Sergio Rodríguez Cidoncha (born 5 October 1989) is a Spanish professional footballer who plays for Andorran club FC Santa Coloma as a left-back.

==Club career==
Born in Mérida, Extremadura, Rodríguez moved from his hometown club Mérida UD to Levante UD as a youth, and made his senior debut for the latter's reserves on 13 April 2008 in a 3–2 home loss against CF Gavà in the Segunda División B, adding three more appearances in a season that ended with relegation. He remained in that level the next three years, in service of Granada CF, Valencia CF Mestalla (who also descended) and UD Melilla.

Rodríguez signed for SD Ponferradina in 2011, helping them to promotion to Segunda División in his first year.
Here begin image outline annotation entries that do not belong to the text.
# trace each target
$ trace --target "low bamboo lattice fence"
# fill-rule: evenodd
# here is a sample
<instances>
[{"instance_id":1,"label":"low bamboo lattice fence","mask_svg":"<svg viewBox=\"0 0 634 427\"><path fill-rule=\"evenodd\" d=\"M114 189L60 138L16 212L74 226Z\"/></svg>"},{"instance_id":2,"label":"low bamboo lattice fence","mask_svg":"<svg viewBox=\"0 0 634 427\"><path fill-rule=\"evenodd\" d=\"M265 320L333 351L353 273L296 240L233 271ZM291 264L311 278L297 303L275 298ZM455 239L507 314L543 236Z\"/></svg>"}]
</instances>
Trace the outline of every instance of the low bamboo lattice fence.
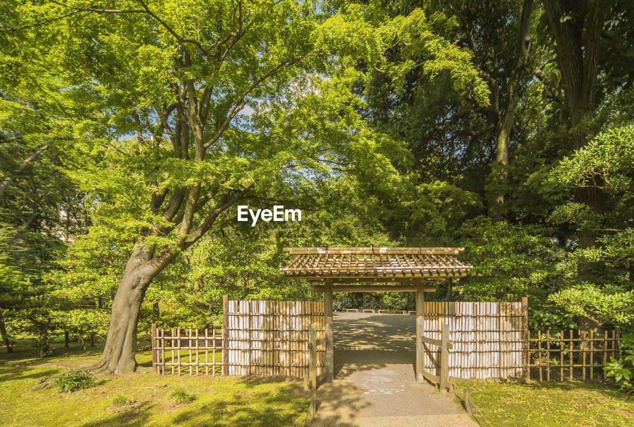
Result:
<instances>
[{"instance_id":1,"label":"low bamboo lattice fence","mask_svg":"<svg viewBox=\"0 0 634 427\"><path fill-rule=\"evenodd\" d=\"M619 327L585 336L578 331L567 332L538 331L529 339L531 377L540 381L545 378L546 381L607 379L604 364L610 358L619 357Z\"/></svg>"},{"instance_id":2,"label":"low bamboo lattice fence","mask_svg":"<svg viewBox=\"0 0 634 427\"><path fill-rule=\"evenodd\" d=\"M304 378L309 370L309 325L325 336L320 301L223 301L221 329L152 325L154 372L165 374L283 375ZM318 348L316 369L325 369L325 350Z\"/></svg>"},{"instance_id":3,"label":"low bamboo lattice fence","mask_svg":"<svg viewBox=\"0 0 634 427\"><path fill-rule=\"evenodd\" d=\"M212 329L167 330L152 324L152 364L154 372L224 375L223 332Z\"/></svg>"}]
</instances>

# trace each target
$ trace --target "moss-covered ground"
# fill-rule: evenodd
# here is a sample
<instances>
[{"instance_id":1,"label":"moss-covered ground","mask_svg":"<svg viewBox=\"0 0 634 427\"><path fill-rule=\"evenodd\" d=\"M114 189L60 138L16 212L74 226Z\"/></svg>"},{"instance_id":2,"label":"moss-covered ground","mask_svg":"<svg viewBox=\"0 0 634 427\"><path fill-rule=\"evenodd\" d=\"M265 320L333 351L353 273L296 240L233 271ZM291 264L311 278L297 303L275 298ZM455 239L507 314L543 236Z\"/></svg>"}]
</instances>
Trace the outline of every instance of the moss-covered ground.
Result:
<instances>
[{"instance_id":1,"label":"moss-covered ground","mask_svg":"<svg viewBox=\"0 0 634 427\"><path fill-rule=\"evenodd\" d=\"M461 382L456 393L472 391L474 416L483 426L632 427L633 397L613 383L599 381Z\"/></svg>"},{"instance_id":2,"label":"moss-covered ground","mask_svg":"<svg viewBox=\"0 0 634 427\"><path fill-rule=\"evenodd\" d=\"M86 350L77 343L64 348L56 343L43 359L25 342L11 354L0 350L0 426L301 426L306 419L308 393L300 380L157 375L147 350L137 355L141 366L129 378L105 377L95 387L70 393L34 390L39 379L96 360L102 348L100 343ZM179 389L193 401L176 404L169 395Z\"/></svg>"}]
</instances>

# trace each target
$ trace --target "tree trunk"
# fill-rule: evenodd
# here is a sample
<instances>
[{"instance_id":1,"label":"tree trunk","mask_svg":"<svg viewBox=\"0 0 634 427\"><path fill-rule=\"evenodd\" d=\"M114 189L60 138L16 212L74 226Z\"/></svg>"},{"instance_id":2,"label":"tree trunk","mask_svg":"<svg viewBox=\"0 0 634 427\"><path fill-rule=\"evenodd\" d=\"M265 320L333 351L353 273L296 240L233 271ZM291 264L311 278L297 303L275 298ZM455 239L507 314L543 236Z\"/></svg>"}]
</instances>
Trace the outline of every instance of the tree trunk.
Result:
<instances>
[{"instance_id":1,"label":"tree trunk","mask_svg":"<svg viewBox=\"0 0 634 427\"><path fill-rule=\"evenodd\" d=\"M528 53L531 49L531 15L533 13L533 0L524 0L522 8L522 19L518 34L517 57L515 67L508 85L506 111L503 119L498 114L500 121L496 125L498 131L498 147L495 160L503 167L508 164L508 145L515 122L515 98L519 89L519 81L526 67ZM503 181L507 179L506 174L503 171L494 179ZM503 203L504 194L501 192L493 194L489 206L489 216L494 222L501 219L501 205Z\"/></svg>"},{"instance_id":2,"label":"tree trunk","mask_svg":"<svg viewBox=\"0 0 634 427\"><path fill-rule=\"evenodd\" d=\"M596 336L597 334L603 333L605 331L604 328L601 327L598 323L590 317L579 316L577 318L577 323L579 325L579 338L584 340L590 338L590 332L593 332L594 335ZM583 353L581 351L586 351L586 354L588 355L586 357L590 357L590 350L592 350L591 347L590 341L582 341L579 343L579 349L581 351L577 355L576 363L581 364L583 362ZM586 362L589 362L589 358Z\"/></svg>"},{"instance_id":3,"label":"tree trunk","mask_svg":"<svg viewBox=\"0 0 634 427\"><path fill-rule=\"evenodd\" d=\"M112 301L103 353L93 370L126 375L136 369L134 352L139 312L148 286L159 272L145 266L153 254L152 249L139 244L130 256Z\"/></svg>"},{"instance_id":4,"label":"tree trunk","mask_svg":"<svg viewBox=\"0 0 634 427\"><path fill-rule=\"evenodd\" d=\"M6 325L4 324L4 318L0 313L0 335L2 336L3 343L6 347L7 353L13 353L13 349L11 348L11 339L9 339L9 334L6 332Z\"/></svg>"}]
</instances>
His first professional match took place on 1 September 2012, when he came on as a substitute for Didac for the final 14 minutes of a 1–0 away defeat to Girona FC. He totalled 57 competitive games during his spell at the Estadio El Toralín, including eight in the Copa del Rey.
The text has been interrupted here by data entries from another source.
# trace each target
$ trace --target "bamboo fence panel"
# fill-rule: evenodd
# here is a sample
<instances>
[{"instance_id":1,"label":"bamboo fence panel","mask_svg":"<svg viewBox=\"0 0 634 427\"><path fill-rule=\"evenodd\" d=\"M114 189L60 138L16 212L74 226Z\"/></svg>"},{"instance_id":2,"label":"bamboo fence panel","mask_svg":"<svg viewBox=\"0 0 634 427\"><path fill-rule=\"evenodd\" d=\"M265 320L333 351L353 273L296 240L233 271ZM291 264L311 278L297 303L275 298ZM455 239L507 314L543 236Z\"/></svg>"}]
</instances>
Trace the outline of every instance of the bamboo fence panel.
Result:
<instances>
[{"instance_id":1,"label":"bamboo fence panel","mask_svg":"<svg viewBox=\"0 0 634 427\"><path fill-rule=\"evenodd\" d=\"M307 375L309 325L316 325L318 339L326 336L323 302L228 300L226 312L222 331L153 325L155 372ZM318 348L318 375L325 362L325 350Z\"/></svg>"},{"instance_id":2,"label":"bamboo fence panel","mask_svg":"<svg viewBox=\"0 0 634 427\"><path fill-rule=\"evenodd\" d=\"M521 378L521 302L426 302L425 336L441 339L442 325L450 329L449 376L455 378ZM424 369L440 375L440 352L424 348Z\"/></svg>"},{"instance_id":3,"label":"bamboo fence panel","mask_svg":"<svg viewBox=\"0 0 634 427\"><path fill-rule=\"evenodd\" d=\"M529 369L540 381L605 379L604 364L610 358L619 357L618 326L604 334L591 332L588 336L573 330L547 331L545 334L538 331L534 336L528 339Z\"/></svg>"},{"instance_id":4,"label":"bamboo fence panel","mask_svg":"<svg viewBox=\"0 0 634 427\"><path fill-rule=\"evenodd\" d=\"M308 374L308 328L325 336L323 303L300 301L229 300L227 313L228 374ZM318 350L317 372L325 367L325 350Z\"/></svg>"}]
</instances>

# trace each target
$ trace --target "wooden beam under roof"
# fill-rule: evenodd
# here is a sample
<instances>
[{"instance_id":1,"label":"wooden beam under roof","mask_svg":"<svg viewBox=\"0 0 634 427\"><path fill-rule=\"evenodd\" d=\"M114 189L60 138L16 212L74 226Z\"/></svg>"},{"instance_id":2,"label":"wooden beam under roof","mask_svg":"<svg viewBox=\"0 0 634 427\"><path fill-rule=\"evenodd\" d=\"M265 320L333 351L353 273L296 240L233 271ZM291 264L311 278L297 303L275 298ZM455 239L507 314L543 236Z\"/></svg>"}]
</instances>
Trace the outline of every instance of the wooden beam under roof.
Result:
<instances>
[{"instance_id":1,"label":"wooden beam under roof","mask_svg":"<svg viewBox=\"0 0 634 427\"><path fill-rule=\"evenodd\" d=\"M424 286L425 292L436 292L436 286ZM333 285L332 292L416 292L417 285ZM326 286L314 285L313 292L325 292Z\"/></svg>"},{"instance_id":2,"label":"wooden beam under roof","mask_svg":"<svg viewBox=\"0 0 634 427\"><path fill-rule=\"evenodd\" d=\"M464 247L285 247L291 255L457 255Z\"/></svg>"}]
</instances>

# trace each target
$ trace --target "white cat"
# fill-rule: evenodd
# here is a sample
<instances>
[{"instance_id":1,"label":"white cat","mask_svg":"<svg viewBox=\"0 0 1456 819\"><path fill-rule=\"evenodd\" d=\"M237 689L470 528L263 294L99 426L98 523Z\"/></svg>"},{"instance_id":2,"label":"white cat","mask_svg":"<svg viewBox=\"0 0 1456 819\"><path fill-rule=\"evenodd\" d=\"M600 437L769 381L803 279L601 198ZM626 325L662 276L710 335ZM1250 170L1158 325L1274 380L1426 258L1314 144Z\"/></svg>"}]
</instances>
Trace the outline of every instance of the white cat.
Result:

After leaving for division-three team Real Oviedo on a two-year deal on 2 July 2013, Rodríguez continued competing at that tier for the vast majority of his career, representing in quick succession Sestao River Club, Marbella FC, Extremadura UD and Coruxo FC; he also played with CF Lorca Deportiva in the Tercera División.